|Context||Columbia EESIP Seminars|
In the past, music similarity revolved around the radio, magazines, and music stores. Once music started being shared digitally, the amount of music available exploded. Most people don't discover music through online stores - instead, it's more human-powered via sharing with friends on social networks. However, human-powered recommendation doesn't scale to the huge number of songs available. A common research direction, then, is “Google for Music” - where you can retrieve the kind of music you're looking for based on a query. Google actually did this, but it was with a text search (via metadata). Instead, it would be useful to be able to do a “more like this search” where a query piece of audio was used and the recommendation is entirely content-based. Pandora follows this paradigm - you tell it the artists/songs you like, and it retrieves songs. There are two paradigms for listening to music explored here - archive browsing, where you have a lot of music and you want a ranked list of songs, and passive listening, where you automatically generate a playlist with much more limited feedback.
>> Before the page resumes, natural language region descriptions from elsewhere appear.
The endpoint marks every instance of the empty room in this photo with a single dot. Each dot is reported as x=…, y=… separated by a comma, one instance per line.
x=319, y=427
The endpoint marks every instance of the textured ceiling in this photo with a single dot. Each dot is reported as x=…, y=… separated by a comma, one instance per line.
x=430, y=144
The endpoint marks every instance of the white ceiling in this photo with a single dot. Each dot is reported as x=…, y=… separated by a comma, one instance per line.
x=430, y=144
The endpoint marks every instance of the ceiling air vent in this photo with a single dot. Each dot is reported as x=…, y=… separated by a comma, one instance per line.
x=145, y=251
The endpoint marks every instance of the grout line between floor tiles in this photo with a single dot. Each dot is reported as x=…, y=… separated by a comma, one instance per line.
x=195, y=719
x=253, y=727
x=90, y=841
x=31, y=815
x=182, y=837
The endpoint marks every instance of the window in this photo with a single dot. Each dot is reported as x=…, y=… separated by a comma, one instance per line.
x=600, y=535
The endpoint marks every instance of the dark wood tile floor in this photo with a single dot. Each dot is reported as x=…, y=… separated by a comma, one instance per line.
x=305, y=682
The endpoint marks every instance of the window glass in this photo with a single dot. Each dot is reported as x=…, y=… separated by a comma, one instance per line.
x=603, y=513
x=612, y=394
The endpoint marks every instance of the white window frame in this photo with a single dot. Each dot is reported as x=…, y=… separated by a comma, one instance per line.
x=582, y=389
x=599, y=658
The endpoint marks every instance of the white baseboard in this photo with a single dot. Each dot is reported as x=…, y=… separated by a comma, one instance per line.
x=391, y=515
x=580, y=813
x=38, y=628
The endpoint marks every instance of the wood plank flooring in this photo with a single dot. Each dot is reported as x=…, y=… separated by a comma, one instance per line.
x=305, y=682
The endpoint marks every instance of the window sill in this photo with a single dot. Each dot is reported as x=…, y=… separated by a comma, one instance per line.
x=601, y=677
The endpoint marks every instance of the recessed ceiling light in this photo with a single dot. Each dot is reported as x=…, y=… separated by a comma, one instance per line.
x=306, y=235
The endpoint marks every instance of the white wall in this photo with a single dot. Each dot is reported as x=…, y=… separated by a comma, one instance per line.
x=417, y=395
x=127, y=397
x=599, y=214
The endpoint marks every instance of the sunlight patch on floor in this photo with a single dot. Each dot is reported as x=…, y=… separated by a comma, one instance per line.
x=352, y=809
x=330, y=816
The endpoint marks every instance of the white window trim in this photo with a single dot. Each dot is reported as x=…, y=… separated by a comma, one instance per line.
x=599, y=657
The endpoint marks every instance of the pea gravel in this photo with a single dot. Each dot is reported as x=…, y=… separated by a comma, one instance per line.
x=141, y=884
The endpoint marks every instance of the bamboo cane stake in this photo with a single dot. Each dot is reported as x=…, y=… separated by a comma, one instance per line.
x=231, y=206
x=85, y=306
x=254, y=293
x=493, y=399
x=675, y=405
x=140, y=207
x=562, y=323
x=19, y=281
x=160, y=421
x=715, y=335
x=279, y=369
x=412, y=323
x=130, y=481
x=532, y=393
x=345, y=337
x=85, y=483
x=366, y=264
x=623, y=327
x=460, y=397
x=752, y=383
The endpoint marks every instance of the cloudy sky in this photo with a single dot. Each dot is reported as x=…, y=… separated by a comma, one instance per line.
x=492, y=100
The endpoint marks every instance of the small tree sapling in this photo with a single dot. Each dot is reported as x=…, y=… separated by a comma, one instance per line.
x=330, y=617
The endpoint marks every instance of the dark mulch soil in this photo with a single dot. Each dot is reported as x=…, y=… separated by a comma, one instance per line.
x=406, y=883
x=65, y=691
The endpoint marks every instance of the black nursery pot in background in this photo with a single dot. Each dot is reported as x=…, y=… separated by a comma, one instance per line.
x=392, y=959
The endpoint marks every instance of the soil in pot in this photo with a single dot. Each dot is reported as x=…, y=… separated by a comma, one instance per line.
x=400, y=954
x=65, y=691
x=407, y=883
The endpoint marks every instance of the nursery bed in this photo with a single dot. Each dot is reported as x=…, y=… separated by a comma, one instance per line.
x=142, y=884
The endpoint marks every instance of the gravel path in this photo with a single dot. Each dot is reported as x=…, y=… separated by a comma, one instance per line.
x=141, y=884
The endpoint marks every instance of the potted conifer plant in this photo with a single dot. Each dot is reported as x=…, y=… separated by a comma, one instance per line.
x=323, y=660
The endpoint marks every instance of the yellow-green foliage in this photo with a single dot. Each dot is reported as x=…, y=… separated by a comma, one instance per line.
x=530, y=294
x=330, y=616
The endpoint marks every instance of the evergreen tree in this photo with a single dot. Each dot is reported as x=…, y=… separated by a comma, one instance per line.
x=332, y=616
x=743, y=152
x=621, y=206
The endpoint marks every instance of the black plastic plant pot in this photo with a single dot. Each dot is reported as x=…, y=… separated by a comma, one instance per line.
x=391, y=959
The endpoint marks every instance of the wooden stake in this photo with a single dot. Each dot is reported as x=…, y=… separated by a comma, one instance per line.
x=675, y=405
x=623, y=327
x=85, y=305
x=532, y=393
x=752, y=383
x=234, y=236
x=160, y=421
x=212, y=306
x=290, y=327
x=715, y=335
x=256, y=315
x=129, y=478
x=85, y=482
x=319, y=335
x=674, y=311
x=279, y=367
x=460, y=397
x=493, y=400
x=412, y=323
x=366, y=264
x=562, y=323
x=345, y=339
When defining the similarity between two pieces of music, people often just look at text tags - not looking at the audio at all. It can be hard to choose a tag vocabulary, because human tagging may be noisy and it can be hard to decide how “big” the vocabulary should be. This makes it hard to evaluate similarity in this paradigm. If, instead, you just ask what is similar based on human opinions, you can also run into ambiguity and subjectivity problems, and it's also extremely expensive to gather this data. A more scaleable approach would be to look at the listening history of a huge group of users, and define song similarity based on the overlap of different users. This notion of similarity has worked well in the context of tagging, playlisting, and recommendation. Here, the feedback is implicit - it requires no additional effort from the user - it's just based on their listening pattern. However, it suffers from the “cold start problem” where the system doesn't know what to do with new songs. This becomes important when a service needs to be able to recommend novel and new music.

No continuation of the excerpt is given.